77. Method according to claims 72, comprising the step of adjusting the optical power, the delivery of light, the time, the fluence rate and/or irradiance based on measurements of at least one metabolic parameter reflecting a metabolic activity of the biological object.

78. Method according to claim 77, wherein the adjustment of the optical power, the delivery of light, the time, the fluence rate and/or the irradiance influences or modify an amplitude, a frequency of fluctuations and/or a change of the at least one metabolic parameter of the biological object.

79. Method according to claim 78, wherein the step of adjusting the optical power, the delivery of light, the time, the fluence rate and/or irradiance is based on the frequency analysis of the at least one metabolic parameter using frequencies comprised between 0.04 mHz and 1000 mHz or 5 mHz and 500 mHz or 10 mHz and 200 mHz or 50 mHz - 3 Hz or 70 mHz - 2 Hz or 0.1 Hz - 1 Hz.

80. Method according to claim 77, wherein the at least one metabolic parameter is selected from the list comprising: temperature of the biological object, autofluorescence of the biological object, redox ratio, hemoglobin saturation, hemoglobin derivative contents, pH and/or bicarbonate levels, reactive oxygen species concentration, hydrogen sulfide level, hydrogen selenide level, ion concentration, cytochrome level, vascular tone of the biological object, vasomotion, electrical bioimpedance measurements, marker level, glucose level, succinate level, lactate and lactate dehydrogenase level, thioredoxin level, oxidative stress and/or chloride ions level.

81. Method according to claim 77, wherein at least one metabolic parameter measurement is used to predict the optimal time to start the application of PBM.

82. Method according to claim 72, comprising an additional step consisting in the addition of at least one exogenous stimulus.

83. Method according to claim 82, wherein the exogenous stimulus is an agent.

84. Method according to claim 82, wherein the exogenous stimulus is a temperature change.

85. Method according to claim 82, wherein the exogenous stimulus is a gasotransmitter donor.

86. Method according to claim 72, comprising the addition of at least two exogenous stimuli, one of them being an exogenous agent.

87. Method according to claim 72, wherein the optical power, the delivery of light and/or the irradiance is used to adapt the amplitude, the phase and/or the frequency of fluctuations of one or several parameters reflecting the metabolic activity of the biological object.

88. Method according to claim 54, wherein the light is delivered directly in the blood contained in in the heart compartments, the pulmonary artery, or the cava vein.

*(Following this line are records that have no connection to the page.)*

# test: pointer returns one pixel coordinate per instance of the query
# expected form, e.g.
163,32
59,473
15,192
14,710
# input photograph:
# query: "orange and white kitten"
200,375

89. Use of the previous device or method as defined in claim 54 for the treatment of myocardial infarction (MI), including acute MI.

90. Use of the previous device or method as defined in claim 54 for the treatment of biological objects subjected to ischemia and/or hypoxia and/or anoxia.

91. Use of the previous device or method as defined in claim 54 for the treatment of acute respiratory distress syndrome (ARDS).

92. Use of the previous device or method as defined in claim 54 for the treatment of desynchronized metabolic activities.

93. Use of the previous device or method as defined in claim 54 for the treatment of desynchronized insulin secretion.

94. Use of the previous device or method as defined in claim 54 for the treatment of hypertension.

95. Use of the previous device or method as defined in claim 54 for the treatment of pulmonary hypertension.